Trener Bogusław Kaczmarek udzielił wywiadu Interii.
Jaki wynik padnie w niedzielę w derbach Trójmiasta?
- Cieszę się, że trener Mamrot zaczyna mówić, że nie można przemotywować drużyny. Na boisku powinna być gra zespołowa w piłkę nożną. Agresja i ambicja powinny być elementami wkalkulowanymi w rywalizację sportową. Oby to były udane derby.
Bez kibiców ten mecz będzie jeszcze bardziej niż zwykle starciem trenerów.
- Ireneusz Mamrot zrobił przyzwoitą robotę w Jagiellonii, gdzie wszedł w buty po Probierzu. Według fachowców angielskich, trener może odcisnąć piętno na drużynie, gdy poprowadzi ją w 100 meczach.

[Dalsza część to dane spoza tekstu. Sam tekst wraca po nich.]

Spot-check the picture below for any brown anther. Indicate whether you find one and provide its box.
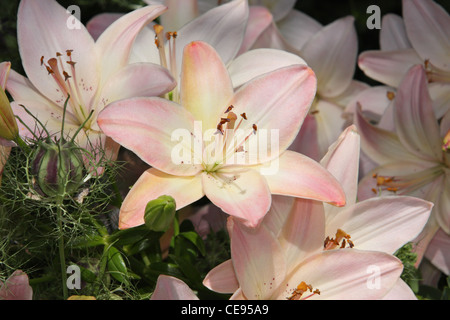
[225,105,234,113]
[45,66,55,74]
[63,71,72,81]
[386,91,395,101]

Stokowcowi niewiele brakuje.
- Na pewno bliżej mu niż Mamrotowi. Nie ukrywajmy, że potencjał, siła możliwości, różnorodność zastosowania wariantów w organizacji gry i strategii działania są po stronie Lechii, która jest faworytem. Te mecze są zawsze blisko remisu. Kiedy były ostatnie derby z udziałem kibiców obu stron?
W 2016 roku w Gdyni.
- Czy to jest normalne? Jako zawodnik pamiętam derby, gdy na trybunach było ponad 20 tysięcy ludzi, mimo, że to była druga liga. Na boisku 20 piłkarzy i to własnego chowu.
Może dzięki tej sytuacji, w której się znaleźliśmy, tak jak za pana czasów Lechia będzie najmłodszą drużyną szczebla centralnego.
- Na razie Kacper Urbański jest 16-letnim materiałem na piłkarza, jego ojciec, który grał u mojego syna Marcina, jest bardzo zaangażowany. Na dziś bardziej przygotowany do gry jest 18-letni Kuba Kałuziński. Jest Rafał Kobryń, gotów do pracy. Musisz go wyposażyć w odpowiednie instrumenty, nauczyć paru prostych chwytów gitarowych, jak Jimmy Hendrix swoich kolegów z zespołu i on będzie grał.